Public policy – ‘finality in litigation’
The Court accepted that the Limitation Act’s legislative purpose of ensuring finality in litigation is a legitimate public policy objective. However, the High Court held (unanimously, but in 3 separate judgments) that a contractual provision pursuant to which a party agrees not to plead a limitation defence is not void nor unenforceable for being against that public policy.
As a starting point, the Court confirmed that statutory time bars do not go to a Court’s jurisdiction to entertain a claim, but rather to the remedy that is available. A cause of action is not extinguished by the statute, but creates a defence to the action, which must be pleaded. The Court concluded that a statutory limitation period confers a right on an individual defendant to elect to plead a limitation period – an individual right that a defendant may agree, by contract, to forego.
Construction of clause 24
Clause 24 of the mortgage provided:
“the mortgagor covenants with mortgagee that all statutory provisions now or in the future whereby any powers, rights and remedies of Mortgagee and obligations of Mortgagor may be curtailed, suspended, postponed, defeated or extinguished do not apply and are expressly excluded insofar as this can be lawfully done.”
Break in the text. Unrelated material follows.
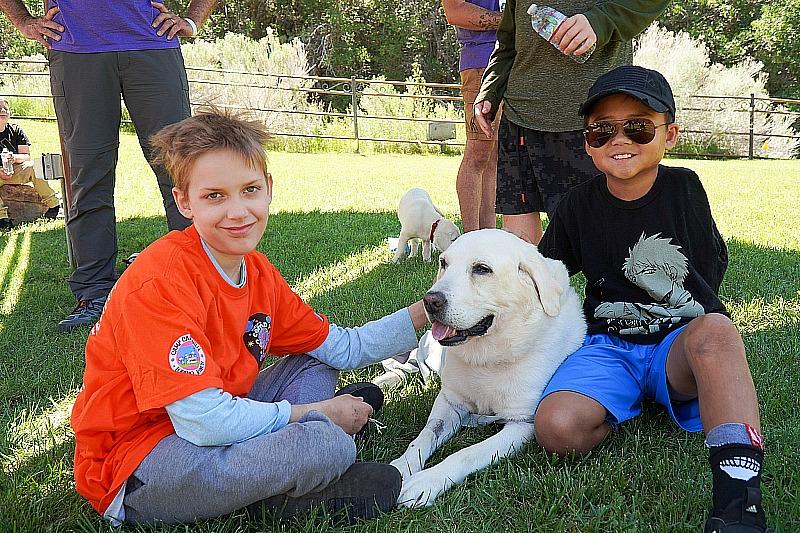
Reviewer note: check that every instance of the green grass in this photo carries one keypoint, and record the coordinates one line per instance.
(331, 215)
In ascertaining the meaning of this clause, the High Court considered what a ‘reasonable business person’ would have understood the term to mean, having regard to the ‘text, context and purpose’ of the contract. Despite describing the wording of clause 24 as ‘clumsy’, and having ‘obvious shortcomings’, the High Court determined that the parties clearly intended for it to have a wide operation. The language showed a clear promise from the Borrowers not to invoke a benefit conferred by statute which permits the Borrowers to defeat the Lenders’ powers, rights and remedies.
Separately, the Borrowers also brought an argument that, irrespective of the limitation period in section 13, the Lenders’ right to title was extinguished by the independent operation of section 24. The High Court rejected this argument and confirmed that section 24 did not operate independently, but was an ancillary provision intended to facilitate the operation of the limitation period in section 13.
The High Court’s decision was made by reference to the rights of mortgagees and mortgagors, and to limitation periods affecting parties to a mortgage and actions to recover land. However, the principles on which the decision relies will likely apply broadly to the operation of limitation periods both in the Queensland Limitation Act, and in corresponding legislation in other states, where there is no express provision that permits or prohibits contracting out of limitation periods.
However, contracting parties should not assume that a provision which purports to limit a person’s right to plead the operation of a statutory limitation period will always be enforceable. The contract in question in this case was a mortgage, which the Court expressly recognised was ‘the product of free negotiation between parties contracting at arm's length’. Each judgment proceeds having regard to the commercial nature of the agreement. There may, therefore, be circumstances (such as in a consumer context) where a Court could find that, having regard to the relative negotiating power of the respective parties, a clause purporting to prevent a party from relying on limitation periods may constitute an unfair contract term, and be unenforceable on that basis.